Bio:
James D. Reid earned his doctorate in philosophy at the University of Chicago and is currently Professor of Philosophy at the Metropolitan State University of Denver. He has taught ethics and the history of philosophy at Chicago (where he won a Wayne C. Booth Graduate Student Prize for Excellence in Teaching), Colorado College, the College of William and Mary, and the United States Air Force Academy.

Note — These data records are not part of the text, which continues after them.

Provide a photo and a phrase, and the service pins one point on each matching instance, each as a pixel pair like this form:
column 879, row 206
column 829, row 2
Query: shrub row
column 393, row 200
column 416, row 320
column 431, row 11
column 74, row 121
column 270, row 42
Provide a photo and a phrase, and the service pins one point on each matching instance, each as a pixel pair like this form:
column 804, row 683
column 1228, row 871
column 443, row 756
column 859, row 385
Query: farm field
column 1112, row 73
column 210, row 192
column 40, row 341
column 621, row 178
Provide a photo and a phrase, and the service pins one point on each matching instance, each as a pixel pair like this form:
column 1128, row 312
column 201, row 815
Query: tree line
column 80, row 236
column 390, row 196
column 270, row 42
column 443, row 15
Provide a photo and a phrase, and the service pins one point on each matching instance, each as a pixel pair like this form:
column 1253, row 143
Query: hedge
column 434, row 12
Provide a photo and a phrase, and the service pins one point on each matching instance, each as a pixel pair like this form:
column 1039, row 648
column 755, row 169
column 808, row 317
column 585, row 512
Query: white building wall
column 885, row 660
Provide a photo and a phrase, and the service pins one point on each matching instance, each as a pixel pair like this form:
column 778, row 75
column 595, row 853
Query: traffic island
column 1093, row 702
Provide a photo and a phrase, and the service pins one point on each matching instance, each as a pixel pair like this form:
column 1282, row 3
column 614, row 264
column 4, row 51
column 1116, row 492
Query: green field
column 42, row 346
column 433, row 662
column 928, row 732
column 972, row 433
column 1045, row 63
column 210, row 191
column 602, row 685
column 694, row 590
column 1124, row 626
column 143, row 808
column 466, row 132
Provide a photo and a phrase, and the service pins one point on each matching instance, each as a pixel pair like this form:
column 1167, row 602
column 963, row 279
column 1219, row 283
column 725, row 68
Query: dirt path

His research is interdisciplinary, drawing from philosophical, artistic, and scientific sources, devoted to problems in axiology and the theory of meaning, and responsive to the challenges of discovering fitting ways of expressing the importance of what we care about. He has published articles and book chapters on various philosophical issues in Kant and his successors in the 19th and 20th centuries. He received a grant from the National Endowment for the Humanities to support a collaborative translation of Heidegger’s Die Frage nach dem Ding (Rowman & Littlefield, 2018). He co-edited Thoreau’s Importance for Philosophy (Fordham University Press, 2012) and is the author of Being Here Is Glorious: On Rilke, Poetry, and Philosophy (Northwestern University Press, 2015), Heidegger’s Moral Ontology (Cambridge University Press, 2018), and, with Candace R. Craig, Agency and Imagination in the Films of David Lynch: Philosophical Perspectives (forthcoming, Lexington Books, an imprint of Rowman & Littlefield). His current projects include a monograph on the German philosophical poet Novalis, a translation of some of Novalis’s philosophical and literary writings, and a book-length interpretation of Rilke’s Sonnets to Orpheus. He hopes in the coming years to revisit a long-standing project on freedom and nature in Kant’s Critical Philosophy.